Storms are not always wind, rain and thunder though. Sometimes it’s more emotional or spiritual. Like the natural storms they can come up without warning and leave you alone in the dark. You might wonder how you’re going to get by. You might not have alternative lighting and such. But, let me tell you. God has built you to be stronger than you know and God’s got your back. He didn’t go to all the trouble of creating you as the special individual that you are just to leave you alone when you need him most. The storm will pass.
I remember when the crosses started showing up along the highways. The man who started this project was Bernard Coffindaffer and He was from Craigsville, West Virginia. Not too far from my home. He was certainly a man on a mission. My understanding is that the Spirit of God spoke to him and gave him a commission for the work that needed to be done. He was a six year veteran of the Pacific Theater in World War Two and as a Former Marine nothing was going to stand in his way.

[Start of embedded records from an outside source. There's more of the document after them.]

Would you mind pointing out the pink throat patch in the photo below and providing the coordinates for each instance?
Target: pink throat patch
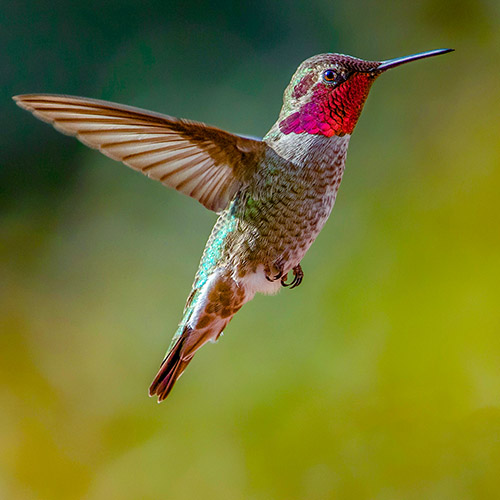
(330, 111)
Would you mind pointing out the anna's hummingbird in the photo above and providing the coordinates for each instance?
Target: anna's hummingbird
(273, 196)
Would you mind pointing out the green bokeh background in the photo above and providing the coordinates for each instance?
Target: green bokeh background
(378, 378)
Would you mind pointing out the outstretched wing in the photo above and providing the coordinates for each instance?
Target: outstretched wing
(203, 162)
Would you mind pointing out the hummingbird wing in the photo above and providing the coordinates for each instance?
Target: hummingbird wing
(203, 162)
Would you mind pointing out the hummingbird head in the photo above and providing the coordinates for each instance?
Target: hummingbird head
(328, 91)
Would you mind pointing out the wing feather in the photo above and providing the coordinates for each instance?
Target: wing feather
(203, 162)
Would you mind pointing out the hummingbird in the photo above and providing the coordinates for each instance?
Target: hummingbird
(273, 196)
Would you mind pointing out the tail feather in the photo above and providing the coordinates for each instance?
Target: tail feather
(170, 370)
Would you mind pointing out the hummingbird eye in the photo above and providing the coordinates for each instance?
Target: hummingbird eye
(329, 75)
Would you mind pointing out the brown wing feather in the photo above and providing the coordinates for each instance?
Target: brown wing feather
(203, 162)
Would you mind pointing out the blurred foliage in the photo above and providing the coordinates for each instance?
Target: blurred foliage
(378, 378)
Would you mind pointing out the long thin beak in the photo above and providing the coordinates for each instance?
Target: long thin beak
(392, 63)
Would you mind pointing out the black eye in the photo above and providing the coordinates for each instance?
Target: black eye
(329, 75)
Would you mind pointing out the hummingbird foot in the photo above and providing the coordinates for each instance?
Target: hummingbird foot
(275, 271)
(298, 275)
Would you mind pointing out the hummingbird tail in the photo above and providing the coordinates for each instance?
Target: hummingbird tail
(171, 369)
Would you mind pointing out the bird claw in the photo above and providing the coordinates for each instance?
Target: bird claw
(274, 273)
(298, 275)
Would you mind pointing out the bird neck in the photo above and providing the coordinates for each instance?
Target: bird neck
(304, 149)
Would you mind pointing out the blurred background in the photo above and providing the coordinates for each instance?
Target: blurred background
(378, 378)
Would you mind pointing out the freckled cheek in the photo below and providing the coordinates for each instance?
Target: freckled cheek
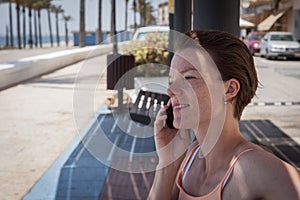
(204, 102)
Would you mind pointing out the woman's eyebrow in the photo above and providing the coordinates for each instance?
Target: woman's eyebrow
(187, 70)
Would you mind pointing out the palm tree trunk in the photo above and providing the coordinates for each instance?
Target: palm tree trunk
(126, 20)
(24, 27)
(40, 28)
(82, 24)
(6, 36)
(134, 15)
(67, 36)
(99, 35)
(113, 27)
(18, 24)
(35, 30)
(57, 30)
(30, 27)
(11, 26)
(50, 27)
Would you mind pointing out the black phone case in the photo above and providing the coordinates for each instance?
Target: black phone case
(170, 117)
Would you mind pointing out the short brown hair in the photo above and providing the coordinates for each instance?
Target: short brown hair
(233, 59)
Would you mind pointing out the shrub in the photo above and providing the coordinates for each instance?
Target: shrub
(151, 55)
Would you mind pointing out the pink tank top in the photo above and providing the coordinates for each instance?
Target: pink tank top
(216, 193)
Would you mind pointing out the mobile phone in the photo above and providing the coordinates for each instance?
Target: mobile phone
(170, 117)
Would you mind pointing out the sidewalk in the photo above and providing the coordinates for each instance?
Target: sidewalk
(37, 124)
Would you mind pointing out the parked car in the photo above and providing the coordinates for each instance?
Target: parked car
(253, 41)
(141, 33)
(279, 45)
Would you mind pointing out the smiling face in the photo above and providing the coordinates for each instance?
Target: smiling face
(190, 96)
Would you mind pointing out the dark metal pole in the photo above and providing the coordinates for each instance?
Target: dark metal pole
(171, 25)
(113, 27)
(115, 49)
(183, 15)
(217, 15)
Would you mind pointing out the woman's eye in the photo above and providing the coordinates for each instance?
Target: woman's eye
(189, 77)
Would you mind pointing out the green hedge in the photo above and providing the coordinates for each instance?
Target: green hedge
(151, 55)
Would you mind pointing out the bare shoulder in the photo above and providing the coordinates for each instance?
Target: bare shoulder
(267, 175)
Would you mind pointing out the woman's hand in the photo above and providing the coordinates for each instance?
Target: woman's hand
(170, 143)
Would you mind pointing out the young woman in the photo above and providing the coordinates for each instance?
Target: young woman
(219, 163)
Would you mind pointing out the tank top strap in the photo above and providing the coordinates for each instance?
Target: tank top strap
(232, 164)
(182, 170)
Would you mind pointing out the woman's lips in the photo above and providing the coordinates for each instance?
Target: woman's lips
(180, 106)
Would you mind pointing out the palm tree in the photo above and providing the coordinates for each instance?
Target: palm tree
(18, 23)
(35, 28)
(10, 24)
(57, 10)
(82, 24)
(29, 4)
(145, 9)
(39, 5)
(24, 26)
(48, 6)
(66, 19)
(99, 34)
(134, 14)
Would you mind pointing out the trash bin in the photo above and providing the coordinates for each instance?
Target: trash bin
(118, 66)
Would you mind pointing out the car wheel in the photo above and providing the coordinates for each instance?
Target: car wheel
(267, 54)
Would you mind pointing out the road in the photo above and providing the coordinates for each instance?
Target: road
(37, 117)
(278, 96)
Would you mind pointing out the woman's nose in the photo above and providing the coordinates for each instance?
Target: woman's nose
(173, 89)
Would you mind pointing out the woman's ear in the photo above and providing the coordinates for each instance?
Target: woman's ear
(232, 87)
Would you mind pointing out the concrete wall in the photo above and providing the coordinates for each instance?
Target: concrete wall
(12, 73)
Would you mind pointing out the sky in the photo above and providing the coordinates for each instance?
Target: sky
(71, 8)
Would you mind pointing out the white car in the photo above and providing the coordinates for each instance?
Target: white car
(142, 32)
(279, 45)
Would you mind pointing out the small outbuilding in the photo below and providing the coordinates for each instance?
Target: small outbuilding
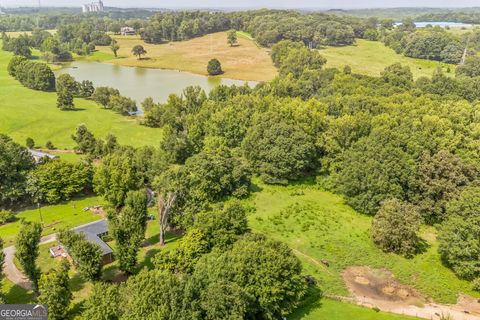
(58, 251)
(39, 155)
(127, 31)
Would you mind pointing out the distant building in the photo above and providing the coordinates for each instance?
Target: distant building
(127, 31)
(93, 7)
(39, 155)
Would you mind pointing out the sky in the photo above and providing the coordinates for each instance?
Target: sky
(323, 4)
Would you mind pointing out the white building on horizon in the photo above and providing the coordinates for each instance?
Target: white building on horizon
(93, 7)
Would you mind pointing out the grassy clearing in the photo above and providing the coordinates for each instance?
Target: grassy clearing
(371, 57)
(66, 215)
(320, 226)
(29, 113)
(245, 61)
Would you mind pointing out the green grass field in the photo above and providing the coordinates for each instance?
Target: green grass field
(320, 226)
(67, 215)
(29, 113)
(371, 57)
(328, 309)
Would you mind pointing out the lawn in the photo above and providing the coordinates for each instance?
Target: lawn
(320, 226)
(29, 113)
(334, 310)
(66, 215)
(246, 61)
(371, 57)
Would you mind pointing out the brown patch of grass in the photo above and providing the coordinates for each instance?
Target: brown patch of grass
(244, 62)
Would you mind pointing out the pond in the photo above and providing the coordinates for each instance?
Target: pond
(140, 83)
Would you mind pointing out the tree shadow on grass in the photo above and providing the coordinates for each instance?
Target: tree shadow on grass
(77, 283)
(422, 246)
(74, 109)
(76, 310)
(311, 301)
(147, 260)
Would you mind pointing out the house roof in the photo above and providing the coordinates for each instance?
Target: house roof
(92, 231)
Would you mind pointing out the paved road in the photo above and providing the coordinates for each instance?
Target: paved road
(10, 269)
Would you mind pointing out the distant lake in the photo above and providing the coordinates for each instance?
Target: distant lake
(140, 83)
(443, 24)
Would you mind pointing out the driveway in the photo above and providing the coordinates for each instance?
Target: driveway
(10, 269)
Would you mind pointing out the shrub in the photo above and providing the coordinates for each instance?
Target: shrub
(30, 143)
(6, 216)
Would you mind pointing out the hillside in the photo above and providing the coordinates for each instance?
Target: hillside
(29, 113)
(245, 61)
(319, 226)
(371, 57)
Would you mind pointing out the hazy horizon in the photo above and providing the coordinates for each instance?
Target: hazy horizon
(327, 4)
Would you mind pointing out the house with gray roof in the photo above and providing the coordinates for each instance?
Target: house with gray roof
(39, 155)
(95, 232)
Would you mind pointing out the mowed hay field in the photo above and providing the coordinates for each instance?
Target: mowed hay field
(371, 57)
(245, 61)
(318, 225)
(29, 113)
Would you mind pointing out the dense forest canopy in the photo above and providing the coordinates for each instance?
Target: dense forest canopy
(398, 150)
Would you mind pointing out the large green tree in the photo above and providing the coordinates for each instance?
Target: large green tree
(57, 180)
(26, 245)
(102, 303)
(15, 163)
(55, 291)
(278, 149)
(459, 234)
(67, 88)
(86, 256)
(128, 229)
(115, 177)
(395, 227)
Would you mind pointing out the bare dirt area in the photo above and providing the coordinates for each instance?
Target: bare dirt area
(378, 288)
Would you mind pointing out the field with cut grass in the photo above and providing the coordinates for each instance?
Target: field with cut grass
(29, 113)
(66, 215)
(315, 309)
(371, 57)
(245, 61)
(318, 225)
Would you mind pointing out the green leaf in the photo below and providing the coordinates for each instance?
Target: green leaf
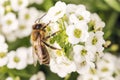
(114, 4)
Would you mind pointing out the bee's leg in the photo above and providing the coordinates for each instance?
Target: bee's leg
(50, 46)
(46, 25)
(47, 37)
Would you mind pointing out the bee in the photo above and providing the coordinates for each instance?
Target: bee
(39, 44)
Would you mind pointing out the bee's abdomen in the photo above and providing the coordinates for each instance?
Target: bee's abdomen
(45, 56)
(46, 59)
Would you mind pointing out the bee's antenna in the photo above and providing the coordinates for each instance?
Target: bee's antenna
(38, 19)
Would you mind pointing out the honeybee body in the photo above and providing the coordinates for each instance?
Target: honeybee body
(40, 52)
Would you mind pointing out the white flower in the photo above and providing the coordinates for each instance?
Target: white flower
(2, 11)
(36, 1)
(81, 14)
(60, 64)
(17, 59)
(39, 76)
(87, 77)
(26, 20)
(56, 12)
(23, 30)
(107, 68)
(18, 4)
(11, 36)
(3, 59)
(81, 52)
(9, 78)
(3, 51)
(107, 78)
(96, 22)
(77, 33)
(9, 23)
(96, 40)
(28, 16)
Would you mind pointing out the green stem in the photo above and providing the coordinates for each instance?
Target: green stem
(110, 24)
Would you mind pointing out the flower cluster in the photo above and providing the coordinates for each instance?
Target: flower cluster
(106, 69)
(3, 51)
(18, 59)
(16, 19)
(80, 38)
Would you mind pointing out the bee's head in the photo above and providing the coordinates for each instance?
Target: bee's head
(37, 26)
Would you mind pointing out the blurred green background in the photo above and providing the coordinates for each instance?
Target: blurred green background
(108, 10)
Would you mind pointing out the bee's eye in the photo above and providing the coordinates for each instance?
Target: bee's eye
(37, 26)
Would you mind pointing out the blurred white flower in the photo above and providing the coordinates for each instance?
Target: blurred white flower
(18, 4)
(2, 11)
(11, 37)
(56, 12)
(96, 22)
(36, 1)
(87, 77)
(39, 76)
(26, 20)
(9, 23)
(28, 16)
(9, 78)
(108, 78)
(29, 56)
(77, 33)
(3, 51)
(17, 59)
(81, 52)
(96, 40)
(117, 77)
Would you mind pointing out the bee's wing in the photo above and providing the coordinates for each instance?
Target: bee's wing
(37, 52)
(35, 58)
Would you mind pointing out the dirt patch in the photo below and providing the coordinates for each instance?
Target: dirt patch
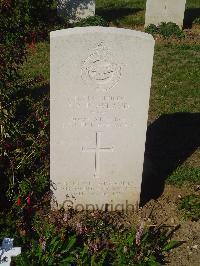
(165, 211)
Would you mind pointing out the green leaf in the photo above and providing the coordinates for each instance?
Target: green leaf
(172, 244)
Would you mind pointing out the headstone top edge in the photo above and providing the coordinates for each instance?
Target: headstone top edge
(92, 29)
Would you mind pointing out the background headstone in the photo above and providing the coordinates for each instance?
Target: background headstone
(76, 9)
(158, 11)
(100, 87)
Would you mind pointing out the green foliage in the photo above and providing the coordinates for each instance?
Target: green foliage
(92, 21)
(12, 38)
(196, 21)
(152, 29)
(166, 30)
(183, 175)
(49, 247)
(84, 244)
(191, 206)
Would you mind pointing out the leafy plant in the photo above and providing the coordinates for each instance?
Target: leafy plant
(92, 21)
(190, 206)
(196, 21)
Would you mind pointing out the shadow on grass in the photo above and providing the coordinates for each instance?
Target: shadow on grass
(171, 139)
(116, 13)
(190, 15)
(26, 95)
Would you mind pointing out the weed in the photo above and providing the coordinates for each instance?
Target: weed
(166, 30)
(190, 206)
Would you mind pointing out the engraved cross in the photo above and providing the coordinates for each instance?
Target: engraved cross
(97, 149)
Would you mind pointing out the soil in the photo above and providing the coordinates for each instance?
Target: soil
(165, 211)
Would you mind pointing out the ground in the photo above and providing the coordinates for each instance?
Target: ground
(172, 156)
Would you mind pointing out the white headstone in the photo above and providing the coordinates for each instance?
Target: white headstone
(76, 9)
(158, 11)
(100, 87)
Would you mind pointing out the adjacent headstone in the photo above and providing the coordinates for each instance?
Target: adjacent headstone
(100, 87)
(75, 10)
(158, 11)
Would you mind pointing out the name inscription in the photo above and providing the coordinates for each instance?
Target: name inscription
(99, 111)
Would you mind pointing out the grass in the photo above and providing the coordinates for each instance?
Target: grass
(129, 13)
(176, 79)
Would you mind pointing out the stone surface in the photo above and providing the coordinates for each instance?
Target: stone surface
(158, 11)
(100, 87)
(76, 9)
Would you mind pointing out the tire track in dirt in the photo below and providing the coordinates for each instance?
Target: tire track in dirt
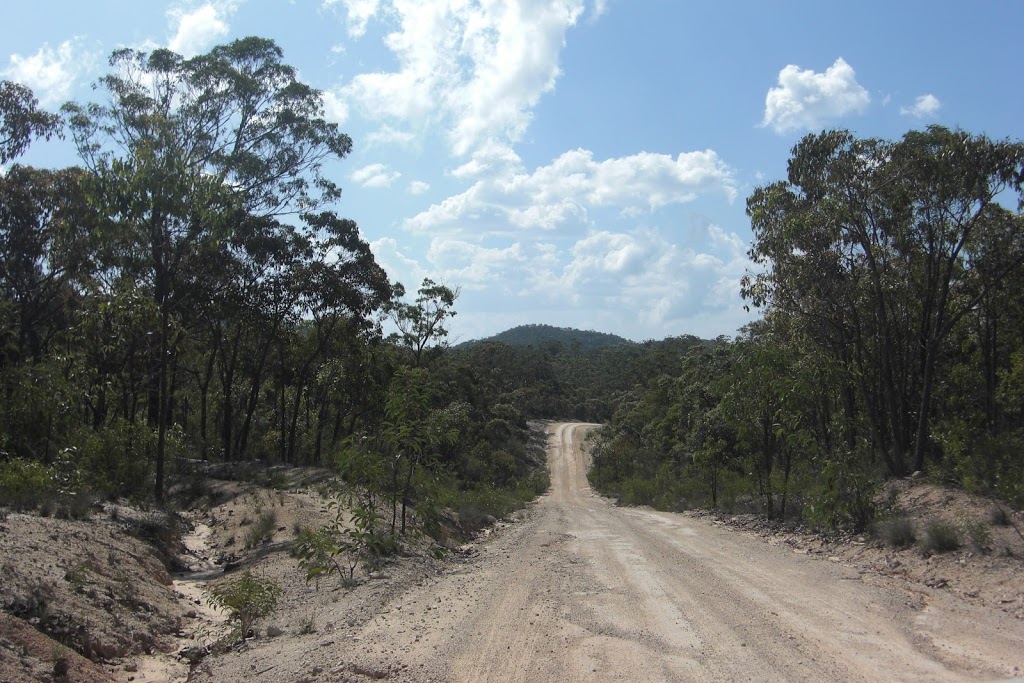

I never met him personally that I can remember but I remember the talk in the county. He had a lot support from his brothers and sisters in Christ but he also faced a lot criticisms and laughter. He didn’t let negative opinions get in the way. He just stood for what he believed in and continued to work anyway. I have read that the project never ended even though Bernard passed away in 1993. I have also read that some of crosses have been planted in the Philippines and Africa. It just shows that when God gives you some inspiration you should go with it. You might not realize how far it will go or how many lives will be touched.